Woods Hole Oşinografi Enstitüsü‘ne (WHOI) göre, 12 astronot bugüne kadar Ay yüzeyinde toplam 300 saat harcarken, Pasifik Okyanusu‘nun batısında yer alan ve dünyanın en derin noktası olarak bilinen Mariana Çukuru‘nu keşfetmek için üç kişi yaklaşık üç saat harcadı.

İnsanların yaptığı derin deniz keşiflerinin sınırlı olmasının altında, okyanusun derinliklerine gidildikçe muazzam basınç seviyeleriyle karşılaşılmasının yanı sıra, neredeyse görüşün olmadığı kadar karanlık ve ciddi ölçüde soğuk olması yatıyor.

Birleşik Krallık‘taki Keele Üniversitesi‘nden jeolog Jamie Pringle yaptığı açıklamada, “Okyanus tabanı karaya göre çok daha engebeli olduğundan suda arama yapmak oldukça zor” değerlendirmesinde bulundu.

Fotoğraf: National Geographic Creative

Okyanusların derinlerinde ne var?

WHOI’ye göre, derin okyanus olarak kabul edilen yüzeyin altı, 1,000 ila 6 bin metreye kadar uzanırken, derin okyanus çukurları 11 bin metre derinliğe ulaşabiliyor.

Hadal” olarak adlandırılan söz konusu deniz çukurları, adını Antik Yunan mitolojisindeki yer altı dünyasının tanrısı Hades‘ten alıyor. Güneş ışınlarının ulaşmadığı Hadal bölgelerinde, sıcaklıklar donma noktasına yaklaşıyor.

Enstitüye göre bilim insanları, ilk kez 1948’de okyanusun yaklaşık 6 bin metre derinliğinde yaşam belirtisi olduğunu kanıtladı.

NOAA’nın kayıtlarına göre ise yaklaşık 18 metre uzunluğa ulaşabilen bir canlının ilk videosu 2012 yılında Japonya yakınlarındaki derin denizde çekildi.

Oşinograf Feldman, Robert Ballard‘ın “dev solucanlar ve istiridyeleri” içeren tamamen yabancı bir ekosistemi keşfetmesiyle 1970’lerde yeni bir dünyaya kapı açıldığına dikkati çekti.

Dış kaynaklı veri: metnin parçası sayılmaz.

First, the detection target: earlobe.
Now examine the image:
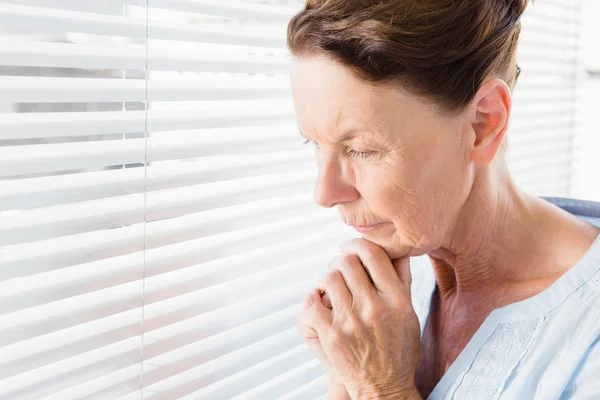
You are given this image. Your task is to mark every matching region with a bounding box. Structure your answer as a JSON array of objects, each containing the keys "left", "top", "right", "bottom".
[{"left": 471, "top": 79, "right": 511, "bottom": 165}]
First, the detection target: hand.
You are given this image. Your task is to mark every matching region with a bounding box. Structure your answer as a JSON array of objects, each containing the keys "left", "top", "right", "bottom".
[
  {"left": 304, "top": 239, "right": 420, "bottom": 400},
  {"left": 296, "top": 296, "right": 350, "bottom": 400}
]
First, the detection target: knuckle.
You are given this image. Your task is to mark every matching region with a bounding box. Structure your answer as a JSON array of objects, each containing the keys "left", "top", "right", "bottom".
[
  {"left": 328, "top": 330, "right": 344, "bottom": 349},
  {"left": 324, "top": 270, "right": 340, "bottom": 286},
  {"left": 362, "top": 304, "right": 381, "bottom": 321}
]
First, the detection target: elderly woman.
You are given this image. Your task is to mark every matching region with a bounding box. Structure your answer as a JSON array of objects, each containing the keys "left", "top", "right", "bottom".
[{"left": 288, "top": 0, "right": 600, "bottom": 400}]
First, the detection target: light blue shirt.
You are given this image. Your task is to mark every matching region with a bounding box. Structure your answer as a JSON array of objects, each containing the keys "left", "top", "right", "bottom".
[{"left": 411, "top": 198, "right": 600, "bottom": 400}]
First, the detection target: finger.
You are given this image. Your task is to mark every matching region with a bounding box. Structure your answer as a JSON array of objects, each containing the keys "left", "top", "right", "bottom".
[
  {"left": 296, "top": 309, "right": 319, "bottom": 339},
  {"left": 317, "top": 270, "right": 352, "bottom": 311},
  {"left": 340, "top": 238, "right": 400, "bottom": 293},
  {"left": 304, "top": 292, "right": 333, "bottom": 334},
  {"left": 392, "top": 257, "right": 412, "bottom": 299},
  {"left": 329, "top": 254, "right": 375, "bottom": 298}
]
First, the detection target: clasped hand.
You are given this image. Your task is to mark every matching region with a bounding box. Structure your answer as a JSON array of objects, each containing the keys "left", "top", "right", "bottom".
[{"left": 303, "top": 239, "right": 420, "bottom": 400}]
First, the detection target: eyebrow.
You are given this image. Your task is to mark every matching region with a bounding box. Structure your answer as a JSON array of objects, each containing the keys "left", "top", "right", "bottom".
[{"left": 298, "top": 127, "right": 362, "bottom": 143}]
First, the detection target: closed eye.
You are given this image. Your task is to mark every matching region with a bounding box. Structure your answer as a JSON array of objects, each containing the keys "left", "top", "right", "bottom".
[{"left": 348, "top": 149, "right": 375, "bottom": 158}]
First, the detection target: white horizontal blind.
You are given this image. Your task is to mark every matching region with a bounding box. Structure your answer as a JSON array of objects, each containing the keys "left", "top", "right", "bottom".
[
  {"left": 508, "top": 0, "right": 582, "bottom": 196},
  {"left": 0, "top": 0, "right": 347, "bottom": 400}
]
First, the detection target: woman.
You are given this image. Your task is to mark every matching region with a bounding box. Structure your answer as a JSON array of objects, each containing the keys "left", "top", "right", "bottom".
[{"left": 288, "top": 0, "right": 600, "bottom": 399}]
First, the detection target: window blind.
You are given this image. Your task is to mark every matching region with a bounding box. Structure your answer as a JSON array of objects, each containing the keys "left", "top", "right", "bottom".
[
  {"left": 0, "top": 0, "right": 579, "bottom": 400},
  {"left": 508, "top": 0, "right": 583, "bottom": 197},
  {"left": 0, "top": 0, "right": 347, "bottom": 399}
]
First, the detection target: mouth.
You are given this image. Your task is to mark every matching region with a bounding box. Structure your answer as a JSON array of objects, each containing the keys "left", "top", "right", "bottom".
[{"left": 352, "top": 222, "right": 385, "bottom": 233}]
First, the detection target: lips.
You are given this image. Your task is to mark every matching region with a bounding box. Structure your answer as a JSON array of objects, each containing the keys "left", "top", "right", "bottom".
[{"left": 352, "top": 222, "right": 384, "bottom": 233}]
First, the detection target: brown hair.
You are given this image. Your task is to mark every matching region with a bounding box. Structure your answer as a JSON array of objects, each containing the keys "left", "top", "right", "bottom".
[{"left": 287, "top": 0, "right": 528, "bottom": 111}]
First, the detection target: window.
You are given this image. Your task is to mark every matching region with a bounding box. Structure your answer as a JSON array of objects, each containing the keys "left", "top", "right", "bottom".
[{"left": 0, "top": 0, "right": 580, "bottom": 400}]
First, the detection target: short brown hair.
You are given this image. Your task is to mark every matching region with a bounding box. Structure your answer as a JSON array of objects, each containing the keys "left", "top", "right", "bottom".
[{"left": 287, "top": 0, "right": 529, "bottom": 112}]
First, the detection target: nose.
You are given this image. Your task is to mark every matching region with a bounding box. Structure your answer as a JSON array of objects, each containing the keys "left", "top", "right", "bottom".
[{"left": 314, "top": 157, "right": 359, "bottom": 208}]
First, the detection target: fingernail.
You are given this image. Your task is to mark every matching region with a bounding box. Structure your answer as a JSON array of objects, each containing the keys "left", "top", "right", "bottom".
[{"left": 304, "top": 294, "right": 314, "bottom": 307}]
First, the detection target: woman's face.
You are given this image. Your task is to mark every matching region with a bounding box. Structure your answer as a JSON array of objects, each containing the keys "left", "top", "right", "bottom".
[{"left": 291, "top": 57, "right": 474, "bottom": 259}]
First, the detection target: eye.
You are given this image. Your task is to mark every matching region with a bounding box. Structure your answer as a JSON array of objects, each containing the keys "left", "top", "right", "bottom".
[
  {"left": 302, "top": 139, "right": 319, "bottom": 147},
  {"left": 348, "top": 149, "right": 375, "bottom": 158}
]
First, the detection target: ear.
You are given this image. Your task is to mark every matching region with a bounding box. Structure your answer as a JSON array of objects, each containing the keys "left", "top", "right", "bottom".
[{"left": 471, "top": 79, "right": 512, "bottom": 165}]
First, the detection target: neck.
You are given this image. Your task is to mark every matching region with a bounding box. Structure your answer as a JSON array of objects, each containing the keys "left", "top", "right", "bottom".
[{"left": 429, "top": 157, "right": 598, "bottom": 304}]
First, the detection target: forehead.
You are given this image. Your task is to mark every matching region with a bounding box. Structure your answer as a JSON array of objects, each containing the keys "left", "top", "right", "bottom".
[{"left": 290, "top": 56, "right": 424, "bottom": 141}]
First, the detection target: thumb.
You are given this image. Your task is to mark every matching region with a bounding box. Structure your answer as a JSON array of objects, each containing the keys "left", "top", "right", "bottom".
[{"left": 392, "top": 257, "right": 412, "bottom": 299}]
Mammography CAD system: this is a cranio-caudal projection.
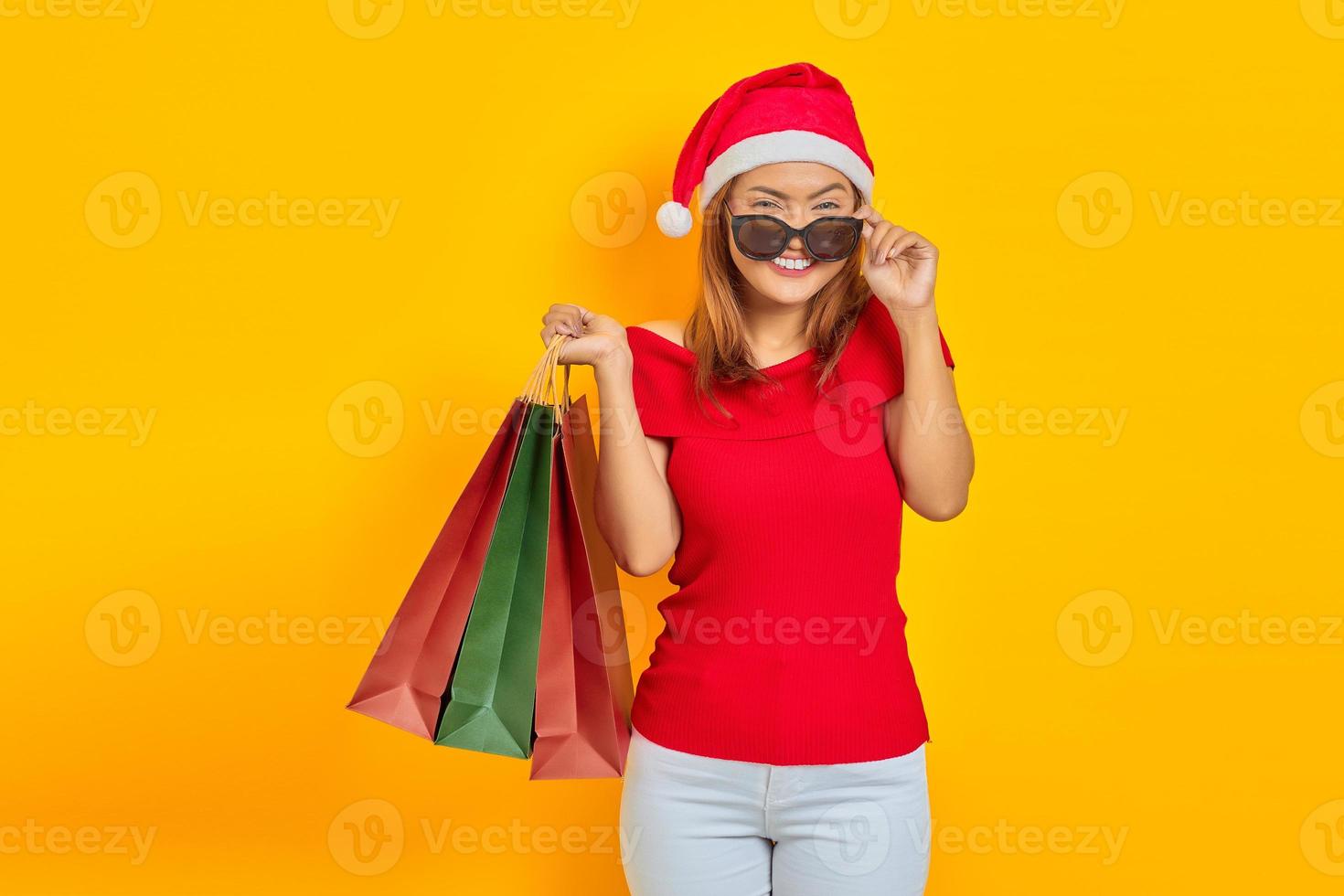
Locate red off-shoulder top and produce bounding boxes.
[626,297,953,765]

Keşfedilen bu canlıların, iletişim kurmak ve avını kendine çekmek için parladığını kaydeden Feldman, söz konusu canlıların hayatlarına devam etmek için güneş ışığına ihtiyaç duymadığını, onun yerine okyanus tabanında yükselen magmanın oluşturduğu hidrotermal sızıntılardan ve deliklerden çıkan kimyasal enerjiyi kullandığını dile getirdi.

Fotoğraf: NOAA

Okyanuslardaki 2,2 milyon türden sadece 240 bini tanımlandı

Feldman, insanlarda en yükseğe çıkmak, en aşağıya inmek gibi dürtüler bulunduğunu belirterek, derin ve orta okyanusun sadece küçük bir kısmının insanlar tarafından keşfedildiğini ve okyanus tabanının çok küçük bir kısmının haritalandığını söyledi.

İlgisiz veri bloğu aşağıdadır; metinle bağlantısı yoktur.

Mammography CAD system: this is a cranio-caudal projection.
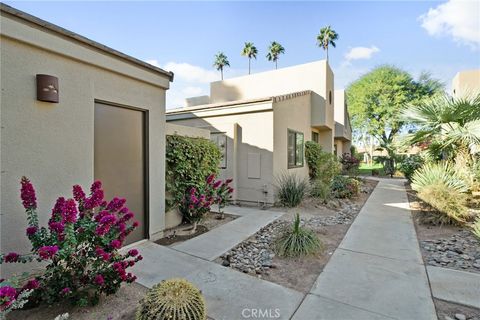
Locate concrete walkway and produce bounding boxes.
[172,206,284,261]
[293,180,437,320]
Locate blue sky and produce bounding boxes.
[5,0,480,107]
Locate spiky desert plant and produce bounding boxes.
[472,215,480,240]
[274,213,323,257]
[136,279,207,320]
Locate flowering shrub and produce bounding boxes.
[340,153,360,175]
[331,176,360,198]
[180,174,233,229]
[0,177,142,308]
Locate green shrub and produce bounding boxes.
[136,279,207,320]
[398,154,423,181]
[277,173,308,208]
[274,213,323,257]
[165,135,222,210]
[417,182,468,225]
[310,179,332,202]
[331,176,360,199]
[305,141,341,183]
[412,162,468,193]
[472,215,480,240]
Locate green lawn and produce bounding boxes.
[358,163,385,176]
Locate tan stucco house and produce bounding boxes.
[333,90,352,157]
[452,69,480,97]
[167,60,348,204]
[0,4,173,274]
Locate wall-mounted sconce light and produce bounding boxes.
[37,74,58,103]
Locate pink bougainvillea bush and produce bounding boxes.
[0,177,142,310]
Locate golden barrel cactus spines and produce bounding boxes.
[136,279,207,320]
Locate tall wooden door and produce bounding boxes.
[94,102,147,244]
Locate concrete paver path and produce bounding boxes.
[293,179,437,320]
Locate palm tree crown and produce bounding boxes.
[242,42,258,74]
[317,26,338,61]
[213,52,230,80]
[267,41,285,69]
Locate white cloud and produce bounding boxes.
[146,60,220,83]
[345,46,380,62]
[419,0,480,48]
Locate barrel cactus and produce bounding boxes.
[136,279,207,320]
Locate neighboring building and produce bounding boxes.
[0,4,173,275]
[333,90,352,157]
[167,60,348,204]
[452,69,480,97]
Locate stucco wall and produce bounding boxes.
[273,95,312,184]
[169,102,273,203]
[210,60,333,103]
[165,123,210,139]
[452,69,480,97]
[0,15,169,275]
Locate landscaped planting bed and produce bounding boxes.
[155,212,237,246]
[405,184,480,320]
[216,180,377,292]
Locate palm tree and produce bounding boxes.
[267,41,285,69]
[213,52,230,80]
[317,26,338,61]
[402,94,480,160]
[242,42,258,74]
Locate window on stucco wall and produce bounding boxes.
[287,129,304,168]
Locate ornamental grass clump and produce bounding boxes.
[274,213,323,257]
[0,177,142,310]
[277,173,308,208]
[136,279,207,320]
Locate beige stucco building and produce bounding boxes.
[452,69,480,97]
[167,60,348,204]
[0,4,173,275]
[333,90,352,157]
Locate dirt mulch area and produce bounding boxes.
[155,212,238,246]
[7,283,148,320]
[216,179,378,293]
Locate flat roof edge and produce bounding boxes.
[0,2,174,82]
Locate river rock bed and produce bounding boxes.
[219,203,359,277]
[420,230,480,273]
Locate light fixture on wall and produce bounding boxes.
[37,74,58,103]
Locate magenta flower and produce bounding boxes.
[3,252,20,263]
[60,287,72,295]
[128,249,138,257]
[27,226,38,237]
[109,239,122,249]
[93,274,105,286]
[62,199,78,223]
[38,246,58,260]
[73,184,86,203]
[23,279,40,290]
[20,177,37,210]
[0,286,17,311]
[48,221,65,234]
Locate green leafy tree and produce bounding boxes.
[317,26,338,61]
[267,41,285,69]
[347,65,443,175]
[241,42,258,74]
[213,52,230,80]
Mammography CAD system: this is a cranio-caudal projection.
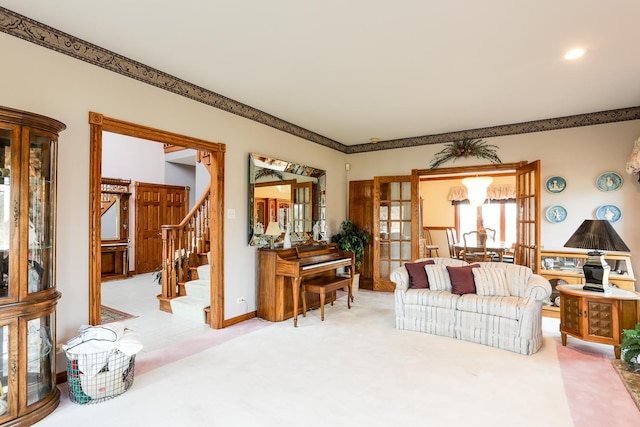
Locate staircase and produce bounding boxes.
[169,264,211,323]
[157,152,211,314]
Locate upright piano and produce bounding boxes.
[258,242,354,325]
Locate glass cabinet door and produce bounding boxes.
[0,124,14,299]
[27,133,55,294]
[26,313,55,406]
[0,319,18,423]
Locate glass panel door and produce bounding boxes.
[0,124,15,299]
[26,313,55,406]
[515,160,540,273]
[0,319,18,423]
[27,133,55,294]
[373,176,414,291]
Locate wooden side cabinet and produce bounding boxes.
[540,250,636,318]
[557,285,640,358]
[0,107,66,426]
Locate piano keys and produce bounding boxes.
[257,242,354,326]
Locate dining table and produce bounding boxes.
[453,239,511,262]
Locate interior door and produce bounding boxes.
[291,182,314,233]
[515,160,540,273]
[134,182,189,274]
[349,179,375,290]
[373,175,418,291]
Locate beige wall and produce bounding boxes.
[0,27,640,358]
[0,34,346,348]
[348,120,640,290]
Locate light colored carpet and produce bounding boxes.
[100,305,138,325]
[38,291,635,427]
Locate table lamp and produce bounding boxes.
[564,219,629,292]
[264,221,282,249]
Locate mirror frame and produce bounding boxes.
[247,153,327,246]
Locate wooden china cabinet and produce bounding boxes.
[0,107,66,426]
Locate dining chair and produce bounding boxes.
[445,228,459,259]
[462,231,493,262]
[424,228,440,258]
[484,228,496,242]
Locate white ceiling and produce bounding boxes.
[0,0,640,145]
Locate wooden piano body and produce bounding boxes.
[257,243,354,323]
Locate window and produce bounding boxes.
[456,200,516,246]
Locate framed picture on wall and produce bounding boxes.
[544,175,567,193]
[596,172,623,191]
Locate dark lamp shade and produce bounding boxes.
[564,219,630,252]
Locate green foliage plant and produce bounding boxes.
[620,323,640,372]
[331,220,371,271]
[430,138,502,169]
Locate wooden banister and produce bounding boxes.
[158,182,211,312]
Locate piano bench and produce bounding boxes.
[300,276,352,321]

Bu kadar sınırlı bilgiye erişilmesinin nedeninin büyük ölçüde maliyetten kaynaklandığını vurgulayan Feldman, sonar donanımlı gemilerin çok yüksek masraflara neden olabileceğine ve sadece yakıt maliyetinin günlük 40 bin dolara denk gelebileceğine işaret etti.

Deniz yaşamını kaydetme ve keşfetme girişimi olan Ocean Census‘a göre, okyanuslarda var olduğuna inanılan 2,2 milyon türden sadece 240 bini bilim insanları tarafından tanımlandı.

Feldman ise okyanuslarda kaç tane deniz canlısının yaşadığını kesin olarak bilmenin imkansız olduğunu savundu.

Titanik enkazına giden turistik amaçlı denizaltı kaybolmuştu

Buz dağına çarparak batan ve bin 514 kişinin ölümüne neden olan Titanik‘in enkazını göstermek için turistik amaçla kullanılan denizaltı araçlarından biri, 19 Haziran’da Atlas Okyanusu‘nda kaybolmuştu. Titan adlı denizaltından 18 Haziran sabahından bu yana haber alınamıyordu. O günden bu yana geniş kapsamlı bir arama ve kurtarma çalışması sürdürülüyordu.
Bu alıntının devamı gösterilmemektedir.